According to a recent survey by Udemy, 62% of organisations are focusing on closing skills gaps, essential to keeping teams competitive, up to date and armed with the relevant skills to adapt to future challenges.  For many institutions, an important first step is connecting their analytics teams and data professionals to encourage the collaboration and sharing of knowledge. With ‘Data literacy’ fast becoming the new computer literacy, workforces with strong data skills are fast realising the strength and value of such skills across the whole organisation.

As the UK’s largest employer, comprising 207 clinical commissioning groups, 135 acute non-specialist trusts and 17 acute specialist trusts in England alone, the NHS faces a particularly daunting task when it comes to connecting their data professionals, a vast group which includes clinicians as well as performance, information and health analysts.

The NHS-R community was the brainchild of Professor Mohammed Mohammed, Principal Consultant (Strategy Unit), Professor of Healthcare, Quality & Effectiveness at the University of Bradford. He argues,  “I’m pretty sure there is enough brain power in NHS to tackle any analytical challenge, but what we have to do is harness that power, promoting R as the incredible tool that it is, and one that can enable the growing NHS analytics community to work collaboratively, rather than in silos”.

Three years in and the NHS-R Community has begun to address that issue, bringing together once disparate groups and individuals to create a community, sharing insights, use cases, best practices and approaches, designed to create better outputs across the NHS with a key aim of improving patient outcomes.  Having delivered workshops at previous NHS-R conferences, Mango consultants were pleased to support the most recent virtual conference with two workshops – An Introduction to the Tidyverse and Text Analysis in R. These courses proved to be a popular choice with the conference attendees, attracting feedback such as “The workshop has developed my confidence for using R in advanced analysis” and “An easy to follow and clear introduction to the topic.”

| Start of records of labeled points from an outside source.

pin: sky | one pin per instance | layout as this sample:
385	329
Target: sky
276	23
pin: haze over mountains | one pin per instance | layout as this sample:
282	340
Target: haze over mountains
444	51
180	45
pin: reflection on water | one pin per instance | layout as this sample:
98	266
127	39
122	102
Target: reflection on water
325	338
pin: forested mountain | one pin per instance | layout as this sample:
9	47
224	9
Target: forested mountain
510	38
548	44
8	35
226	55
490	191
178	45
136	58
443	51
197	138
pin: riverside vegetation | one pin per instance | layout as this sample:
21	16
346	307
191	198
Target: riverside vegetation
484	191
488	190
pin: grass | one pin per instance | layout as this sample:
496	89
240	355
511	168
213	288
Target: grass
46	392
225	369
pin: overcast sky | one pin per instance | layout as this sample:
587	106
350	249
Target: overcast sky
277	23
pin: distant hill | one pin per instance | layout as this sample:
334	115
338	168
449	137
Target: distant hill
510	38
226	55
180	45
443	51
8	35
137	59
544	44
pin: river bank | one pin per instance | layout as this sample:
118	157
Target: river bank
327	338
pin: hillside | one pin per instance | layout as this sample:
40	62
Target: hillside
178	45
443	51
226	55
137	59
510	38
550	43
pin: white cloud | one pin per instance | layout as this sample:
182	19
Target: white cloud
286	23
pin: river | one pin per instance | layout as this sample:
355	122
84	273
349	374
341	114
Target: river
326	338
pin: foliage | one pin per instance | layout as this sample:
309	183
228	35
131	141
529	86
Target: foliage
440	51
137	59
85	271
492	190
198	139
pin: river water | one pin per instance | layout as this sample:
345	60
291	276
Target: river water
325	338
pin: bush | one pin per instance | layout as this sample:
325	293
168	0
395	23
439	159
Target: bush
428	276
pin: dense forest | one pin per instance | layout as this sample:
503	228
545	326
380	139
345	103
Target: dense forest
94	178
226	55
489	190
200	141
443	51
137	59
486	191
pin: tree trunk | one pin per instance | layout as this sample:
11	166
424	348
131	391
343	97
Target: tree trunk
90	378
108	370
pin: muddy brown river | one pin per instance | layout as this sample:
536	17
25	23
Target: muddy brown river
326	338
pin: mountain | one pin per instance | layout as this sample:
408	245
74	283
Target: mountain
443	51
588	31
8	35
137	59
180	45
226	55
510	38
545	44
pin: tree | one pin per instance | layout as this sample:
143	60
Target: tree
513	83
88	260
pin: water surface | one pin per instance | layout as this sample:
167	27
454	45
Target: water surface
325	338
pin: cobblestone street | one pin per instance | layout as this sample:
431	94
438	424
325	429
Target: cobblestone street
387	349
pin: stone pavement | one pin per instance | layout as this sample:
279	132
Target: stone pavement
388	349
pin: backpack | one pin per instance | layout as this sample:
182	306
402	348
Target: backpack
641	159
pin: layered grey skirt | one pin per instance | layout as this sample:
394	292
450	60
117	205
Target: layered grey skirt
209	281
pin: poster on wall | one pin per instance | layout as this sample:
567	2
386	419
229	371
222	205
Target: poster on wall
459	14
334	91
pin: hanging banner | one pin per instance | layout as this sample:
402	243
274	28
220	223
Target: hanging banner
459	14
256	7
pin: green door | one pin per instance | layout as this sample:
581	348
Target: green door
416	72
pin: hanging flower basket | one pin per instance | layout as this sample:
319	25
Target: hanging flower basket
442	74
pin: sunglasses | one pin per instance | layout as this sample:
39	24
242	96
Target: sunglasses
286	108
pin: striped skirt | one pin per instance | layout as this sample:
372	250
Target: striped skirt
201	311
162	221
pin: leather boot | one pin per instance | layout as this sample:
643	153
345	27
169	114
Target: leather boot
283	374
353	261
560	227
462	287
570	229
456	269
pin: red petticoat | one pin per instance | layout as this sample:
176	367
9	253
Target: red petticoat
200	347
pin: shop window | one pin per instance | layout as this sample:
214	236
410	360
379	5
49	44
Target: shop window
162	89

Liz Mathews, Mango’s Head of Community, has worked with Professor Mohammed from the beginning, sharing information and learnings from our own R community work and experience.  Professor Mohammed commented:

“The NHS-R community has, from its very first conference, enjoyed support from Mango who have a wealth of experience in using R for government sector work and great insight in how to develop and support R based communities. Mango hosts the annual R in Industry conference (EARL) to which NHS-R Community members are invited and from which we have learned so much. We see Mango as a friend and a champion for the NHS-R Community.”